I have two dataframes I want to join. They share two fields: group_id
and person_name
. I want to join exactly on group_id
and fuzzy on person_name
. How can I do this?
Constraints:
- It should be an inner join. So
group_id
exactly andperson_name
fuzzy must appear in both the left and right frames. - The real dataframes are large. I have tried the answer suggested by David Robinson using his package fuzzyjoin, but there is too much data to create a Cartesian product before filtering.

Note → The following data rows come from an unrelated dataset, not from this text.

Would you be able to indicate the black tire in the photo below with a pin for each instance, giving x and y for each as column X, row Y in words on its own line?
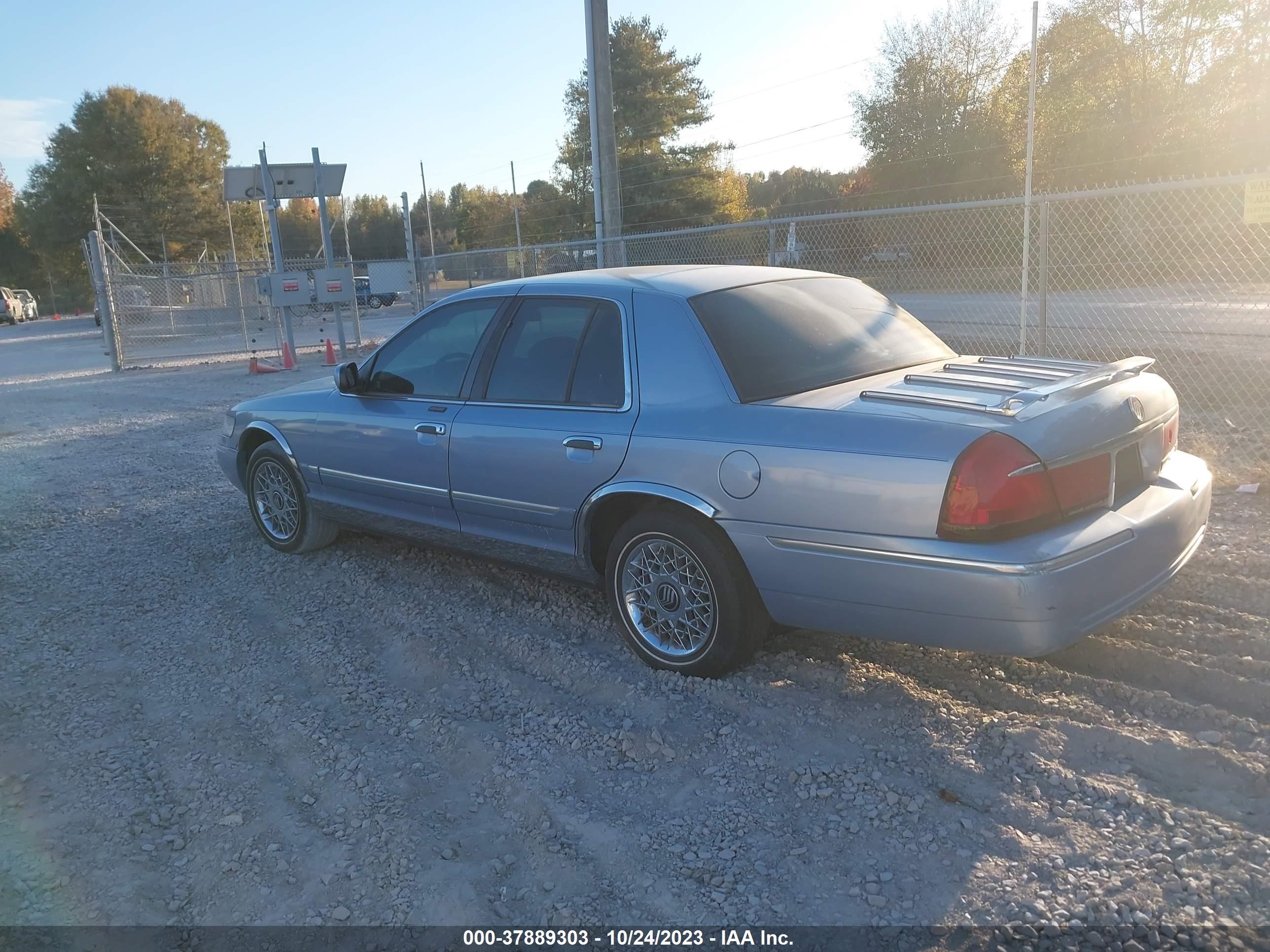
column 310, row 531
column 740, row 621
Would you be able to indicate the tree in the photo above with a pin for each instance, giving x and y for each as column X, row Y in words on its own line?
column 797, row 191
column 300, row 228
column 7, row 197
column 375, row 228
column 929, row 121
column 657, row 97
column 154, row 164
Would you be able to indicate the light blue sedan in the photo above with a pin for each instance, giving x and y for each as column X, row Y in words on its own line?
column 724, row 448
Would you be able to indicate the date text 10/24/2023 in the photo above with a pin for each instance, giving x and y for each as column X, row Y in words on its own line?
column 623, row 938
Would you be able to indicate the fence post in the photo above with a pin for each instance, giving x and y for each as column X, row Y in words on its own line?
column 102, row 287
column 1043, row 291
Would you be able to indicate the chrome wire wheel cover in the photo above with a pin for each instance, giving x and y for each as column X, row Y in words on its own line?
column 669, row 597
column 275, row 498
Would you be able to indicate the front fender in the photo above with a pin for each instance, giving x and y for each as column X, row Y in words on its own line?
column 274, row 432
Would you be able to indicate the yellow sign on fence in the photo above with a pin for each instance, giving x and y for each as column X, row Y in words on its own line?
column 1256, row 202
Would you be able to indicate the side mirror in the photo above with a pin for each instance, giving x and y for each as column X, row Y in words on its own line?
column 346, row 377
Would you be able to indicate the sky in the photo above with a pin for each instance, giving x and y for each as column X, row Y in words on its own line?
column 465, row 88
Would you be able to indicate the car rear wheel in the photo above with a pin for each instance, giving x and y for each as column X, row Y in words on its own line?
column 280, row 507
column 682, row 596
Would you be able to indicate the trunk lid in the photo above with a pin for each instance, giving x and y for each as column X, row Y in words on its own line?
column 1059, row 409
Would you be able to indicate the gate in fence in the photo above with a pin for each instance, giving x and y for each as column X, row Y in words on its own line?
column 183, row 312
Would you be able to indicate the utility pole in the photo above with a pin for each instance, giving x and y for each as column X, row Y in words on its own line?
column 432, row 243
column 331, row 253
column 610, row 250
column 1032, row 130
column 516, row 211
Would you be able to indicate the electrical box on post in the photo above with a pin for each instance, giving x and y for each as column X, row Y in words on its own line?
column 334, row 285
column 291, row 289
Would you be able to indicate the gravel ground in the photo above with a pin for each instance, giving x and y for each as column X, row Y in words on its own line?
column 199, row 730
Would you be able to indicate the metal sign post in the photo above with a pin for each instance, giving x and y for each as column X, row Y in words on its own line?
column 271, row 205
column 409, row 253
column 327, row 248
column 516, row 211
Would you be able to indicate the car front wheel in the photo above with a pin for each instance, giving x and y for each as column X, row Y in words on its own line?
column 682, row 596
column 280, row 507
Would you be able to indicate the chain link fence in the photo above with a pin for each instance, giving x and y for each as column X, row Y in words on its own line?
column 193, row 312
column 1169, row 271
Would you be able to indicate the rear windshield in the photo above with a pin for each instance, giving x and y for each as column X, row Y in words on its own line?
column 789, row 337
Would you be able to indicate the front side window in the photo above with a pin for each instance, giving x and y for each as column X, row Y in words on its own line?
column 789, row 337
column 561, row 351
column 431, row 357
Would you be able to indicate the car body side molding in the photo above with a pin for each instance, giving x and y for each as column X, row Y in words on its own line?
column 274, row 432
column 634, row 488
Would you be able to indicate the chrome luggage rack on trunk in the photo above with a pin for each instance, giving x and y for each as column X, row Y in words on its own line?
column 1026, row 380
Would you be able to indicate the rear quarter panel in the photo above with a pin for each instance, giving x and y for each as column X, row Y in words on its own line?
column 818, row 469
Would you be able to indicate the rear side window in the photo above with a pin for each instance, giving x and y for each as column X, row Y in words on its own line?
column 789, row 337
column 431, row 357
column 561, row 351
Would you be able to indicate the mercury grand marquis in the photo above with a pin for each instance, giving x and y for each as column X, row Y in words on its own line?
column 727, row 448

- I'd love an answer in the tidyverse but it's not strictly necessary.
Here is a small example:
a = data.frame(
group_id=c(1,2,2,3,3,3),
person_name=c('Alice', 'Bob', 'Charlie', 'David', 'Eve', 'Frank'),
eye_color=c('brown', 'green', 'blue', 'brown', 'green', 'blue')
)
b = data.frame(
group_id=c(2,2,2,3,3,3,3),
person_name=c('Alie', 'Bobo', 'Charles', 'Charlie', 'Davis', 'Eva', 'Zed' ),
hair_color=c('brown', 'brown', 'black', 'grey', 'brown', 'black', 'blond')
)
expected = data.frame(
group_id=c(2,2,3,3),
person_name_x=c('Bob', 'Charlie', 'David', 'Eve'),
person_name_y=c('Bobo', 'Charles', 'Davis', 'Eva'),
eye_color=c('green', 'blue', 'brown', 'green'),
hair_color=c('brown', 'black', 'brown', 'black')
)